- Coordinator: Mohammed Hamarsheh
- Founded: 2016
- Ideology: Palestinian nationalism Secularism Socialism
- Political position: Left-wing
- National affiliation: PLO (majority)
- Factions: DFLP; FIDA; PNI; PPP; PFLP;

= Democratic Alliance List =

The Democratic Alliance List (قائمة التحالف الديمقراطي), also referred to as the Democratic Alliance Forces (قوى التحالف الديمقراطي) or just the Democratic Alliance (التحالف الديمقراطي), was a coalition launched before the Palestinian local government elections that were initially scheduled for October 2016, consisting of five left-wing Palestinian factions:
- Popular Front for the Liberation of Palestine (PFLP)
- Democratic Front for the Liberation of Palestine (DFLP)
- Palestinian People's Party (PPP)
- Palestinian Democratic Union (Fida), and
- Palestinian National Initiative (PNI)
along with several unaffiliated independent candidates. The Alliance was led by a Central Committee and an Advisory Board. Mohammed Hamarsheh was named coordinator of the Alliance.

==Launch==
The Alliance was presented at a press conference in Ramallah on 10 August 2016, chaired by Mustafa Barghouti (General Secretary PNI), Qais Abd al-Karim (Deputy General Secretary DFLP), Bassam as-Salhi (General Secretary PPP), Khalida Jarrar (PFLP), and Zahira Kamal (Fida). Jarrar stressed that the alliance would act as a third force, seeking to overcome the Fatah-Hamas dichotomy.

Its candidature was officially registered with the Central Election Commission on 16 August 2016, the first day of registrations. The Alliance was assigned the letter Aleph (أ), the first letter of the Arabic alphabet, as its ballot symbol.

==Campaign and lists==
On the night of 23 August 2016, unknown gunmen reportedly opened fire on the residence of Nureddin Khalaf, the top candidate of the Alliance in Burqin municipality, Jenin Governorate.

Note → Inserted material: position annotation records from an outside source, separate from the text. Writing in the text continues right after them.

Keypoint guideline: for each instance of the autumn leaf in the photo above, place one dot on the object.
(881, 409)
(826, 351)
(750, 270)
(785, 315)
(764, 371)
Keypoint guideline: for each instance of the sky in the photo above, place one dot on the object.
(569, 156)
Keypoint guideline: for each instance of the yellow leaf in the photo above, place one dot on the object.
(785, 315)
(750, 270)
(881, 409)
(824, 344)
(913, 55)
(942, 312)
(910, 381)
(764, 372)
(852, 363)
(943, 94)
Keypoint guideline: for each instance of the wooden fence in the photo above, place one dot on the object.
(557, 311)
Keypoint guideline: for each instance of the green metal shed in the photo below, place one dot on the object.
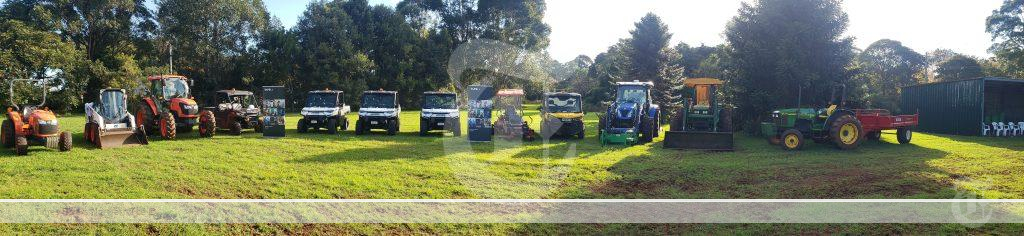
(962, 107)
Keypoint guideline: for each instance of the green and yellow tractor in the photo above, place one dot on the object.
(835, 124)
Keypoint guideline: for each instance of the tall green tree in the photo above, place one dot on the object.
(213, 40)
(29, 52)
(889, 66)
(1005, 25)
(787, 53)
(958, 68)
(652, 60)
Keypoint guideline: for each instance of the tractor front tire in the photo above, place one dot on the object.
(65, 142)
(236, 128)
(167, 126)
(392, 127)
(302, 127)
(358, 127)
(793, 140)
(648, 128)
(876, 135)
(332, 126)
(846, 132)
(208, 124)
(20, 146)
(903, 135)
(7, 133)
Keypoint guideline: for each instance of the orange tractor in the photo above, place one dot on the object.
(169, 108)
(32, 124)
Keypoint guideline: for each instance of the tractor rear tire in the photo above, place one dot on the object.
(20, 146)
(167, 126)
(7, 133)
(846, 132)
(65, 142)
(903, 135)
(793, 140)
(302, 127)
(236, 128)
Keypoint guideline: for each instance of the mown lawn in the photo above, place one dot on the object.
(411, 166)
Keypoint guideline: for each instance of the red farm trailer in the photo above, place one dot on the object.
(876, 120)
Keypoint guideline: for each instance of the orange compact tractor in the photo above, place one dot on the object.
(32, 124)
(169, 108)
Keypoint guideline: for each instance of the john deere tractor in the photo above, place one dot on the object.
(702, 122)
(833, 124)
(562, 115)
(633, 118)
(169, 108)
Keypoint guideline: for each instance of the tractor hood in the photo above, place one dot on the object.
(627, 111)
(566, 115)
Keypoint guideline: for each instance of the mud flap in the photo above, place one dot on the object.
(698, 141)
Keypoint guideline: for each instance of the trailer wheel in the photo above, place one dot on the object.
(846, 132)
(793, 140)
(20, 146)
(903, 135)
(167, 129)
(65, 142)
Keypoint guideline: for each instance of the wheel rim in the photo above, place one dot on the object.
(849, 133)
(792, 141)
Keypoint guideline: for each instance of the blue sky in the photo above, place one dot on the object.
(589, 27)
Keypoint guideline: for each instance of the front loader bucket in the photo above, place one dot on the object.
(122, 139)
(698, 141)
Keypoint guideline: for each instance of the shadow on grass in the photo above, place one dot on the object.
(761, 170)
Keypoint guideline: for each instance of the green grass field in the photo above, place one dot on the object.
(411, 166)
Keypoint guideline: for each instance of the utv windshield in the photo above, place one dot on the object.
(322, 100)
(563, 104)
(439, 102)
(114, 108)
(175, 88)
(378, 101)
(637, 94)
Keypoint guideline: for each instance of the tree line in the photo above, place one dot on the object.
(777, 52)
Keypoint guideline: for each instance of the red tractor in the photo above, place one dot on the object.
(169, 108)
(32, 125)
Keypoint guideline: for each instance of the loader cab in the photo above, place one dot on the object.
(170, 86)
(113, 106)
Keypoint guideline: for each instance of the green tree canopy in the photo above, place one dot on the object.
(888, 66)
(786, 53)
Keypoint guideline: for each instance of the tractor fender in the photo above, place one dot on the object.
(837, 115)
(152, 105)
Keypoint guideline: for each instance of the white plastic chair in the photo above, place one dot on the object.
(998, 128)
(1011, 129)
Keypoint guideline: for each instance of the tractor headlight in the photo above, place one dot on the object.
(48, 122)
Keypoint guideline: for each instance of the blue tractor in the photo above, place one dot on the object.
(632, 118)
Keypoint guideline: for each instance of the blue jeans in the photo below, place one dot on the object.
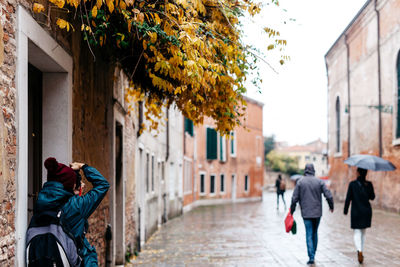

On 25 August 2016, the Alliance submitted to the Central Election Commission its candidate list for the Gaza Strip, and indicated that Majida Al-Masri would head its list in the Nablus municipality. In the Jenin municipality, the Alliance nominated PNI activist Mohammad Abu Al-Hija as its top candidate.

In the Al-Bireh municipality, the Alliance declared that they were continuing the work of the previous 'Al-Bireh for All' list from past elections. Jamal Al-Nasar was named number-one on the Alliance list in the municipality.

==Postponement of polls==
On 8 September 2016, the Ramallah High Court of Justice postponed the local elections indefinitely. The Democratic Alliance List and its constituent parties criticized the court ruling.

==Election results==
At the elections, which took place on 13 May 2017, the Alliance won 5 of the 3,253 contested seats, gaining 0.32% of the votes.

==Symbol==
The symbol of the Democratic Alliance List resembles a dove in Palestinian national colours with the head shaped as the ballot symbol of the list, the letter Aleph. The text reads "Palestine deserves the Democratic Alliance".